Вопрос был интересным хотя бы потому, что бедняжка и сама не знала на него ответа. Ей хотелось тогда бежать, но она боялась быть пойманной, да и податься особо было некуда. Она боялась нового и неведомого, боялась скитаний и лишений, которые должны были выпасть на ее долю; она боялась решиться на отчаянный шаг, но как это было объяснить воину и вельможе, человеку, привыкшему, с одной стороны, жить в достатке, а с другой – чуть ли не каждый день рисковать жизнью? Вот и сейчас белошвейка боялась, боялась начать объяснять и быть неправильно понятой…

– Не знаю, – пожала плечами девушка, готовая расплакаться и со стыда выпрыгнуть в открытое окно, – я музыку услышала…

– Она тебя заворожила? Она манила тебя к себе? – продолжил допрос Тибар.

– Нет, мне показалось странным, что кто-то играет ночью на крыше, да еще когда внизу такое творится, – честно призналась белошвейка.

– Вот как, – произнес граф, по болезненно бледному, слегка разрумянившемуся от выпитого вина лицу которого было не понять: верит ли он или сомневается в словах пленницы; считает ли он ее лгуньей или просто дурехой. – Ты услышала музыку и полетела на нее, как ночной мотылек на свет. Это понятно, а вот как ты осмелилась ввязаться в драку с исполнителем каверзных мелодий? Что тебя на это толкнуло? Впервые вижу девицу, которая не боится нежити…

– Я боюсь, – едва слышно прошептала белошвейка.

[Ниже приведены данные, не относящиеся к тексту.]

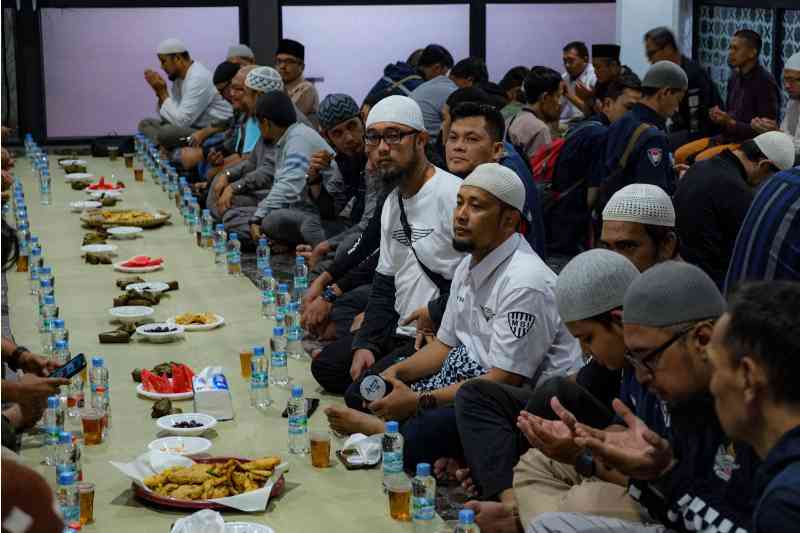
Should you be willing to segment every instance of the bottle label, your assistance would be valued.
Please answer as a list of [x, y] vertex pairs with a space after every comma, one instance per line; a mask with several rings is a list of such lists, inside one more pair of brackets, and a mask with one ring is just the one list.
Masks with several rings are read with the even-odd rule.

По большому счету, Танве опять было нечего сказать и нечем возразить. Тогда, на крыше, ей все казалось простым, естественным и логичным; теперь же она понимала, насколько глупо себя вела; ее выходка, спасшая Ортану несколько верных слуг, чуть не стоила жизни ей самой.

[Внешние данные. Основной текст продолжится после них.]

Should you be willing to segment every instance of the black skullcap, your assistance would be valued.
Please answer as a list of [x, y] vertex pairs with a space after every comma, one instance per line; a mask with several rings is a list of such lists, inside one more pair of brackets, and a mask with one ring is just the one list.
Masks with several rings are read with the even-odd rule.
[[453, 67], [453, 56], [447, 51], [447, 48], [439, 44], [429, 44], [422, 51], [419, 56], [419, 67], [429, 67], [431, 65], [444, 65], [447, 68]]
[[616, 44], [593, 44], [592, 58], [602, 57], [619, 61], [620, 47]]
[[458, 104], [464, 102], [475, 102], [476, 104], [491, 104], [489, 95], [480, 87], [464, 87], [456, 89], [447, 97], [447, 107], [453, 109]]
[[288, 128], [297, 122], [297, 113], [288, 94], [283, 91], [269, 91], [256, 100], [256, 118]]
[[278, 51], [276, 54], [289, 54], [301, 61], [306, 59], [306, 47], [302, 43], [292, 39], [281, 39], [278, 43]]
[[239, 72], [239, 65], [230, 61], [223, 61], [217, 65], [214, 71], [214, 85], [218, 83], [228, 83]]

– Понятно, – кивнул Тибар, видимо предположив, что, кроме невнятного бормотания и слезящихся глаз, иного ответа не добьется. – Ладно, спишем твой подвиг на природную глупость и довольно сильно атрофированный инстинкт самосохранения…

Танва не знала таких сложных слов и поэтому, наконец-то посмотрев на вельможу, часто захлопала длинными ресницами, что могло лишь означать крайнюю степень девичьего удивления.

– Давай, красавица, поговорим о другом… – хмыкнул Тибар, а затем, даже не предложив девушке промочить горло, залпом осушил добрую половину бутылки. – Что мне с тобой делать-то? Ты хоть понимаешь, в какую историю угодила?

– Вы меня убьете? – спросила девушка без слез, но жалостливо.

– Не исключаю и такой возможности, – как будто речь шла об обычной порке, спокойно заявил граф, – но я не хочу этого. Если бы хотел, ты бы уже давно была мертва. Я дам тебе шанс выжить, хоть ты и видела чересчур много… – констатировал и без того явное вельможа, а затем, многозначительно ухмыльнувшись, добавил: – …для живого.

– Я… я не продам душу! – почти выкрикнула белошвейка, вскочив с табурета и сделав пару неуверенных шажков к двери.

Возможно, Танва и решилась бы на бесполезную и бессмысленную попытку бегства, но ее остановил смех, задорный, раскатистый смех вельможи; смех через боль и сквозь выступившие на его вдруг раскрасневшемся лице слезы. Тибар хохотал, выронив бутылку и разлив по кровати остатки вина. Красная жидкость, растекающаяся по белой простыне, выглядит очень зловеще, она завораживает взор и одновременно лишает душевных сил. Девушке показалось, что на кровати сидит не раненый граф и не просто красивый мужчина, а беснующийся в припадке безумия кровожадный демон, явившийся за новыми жертвами.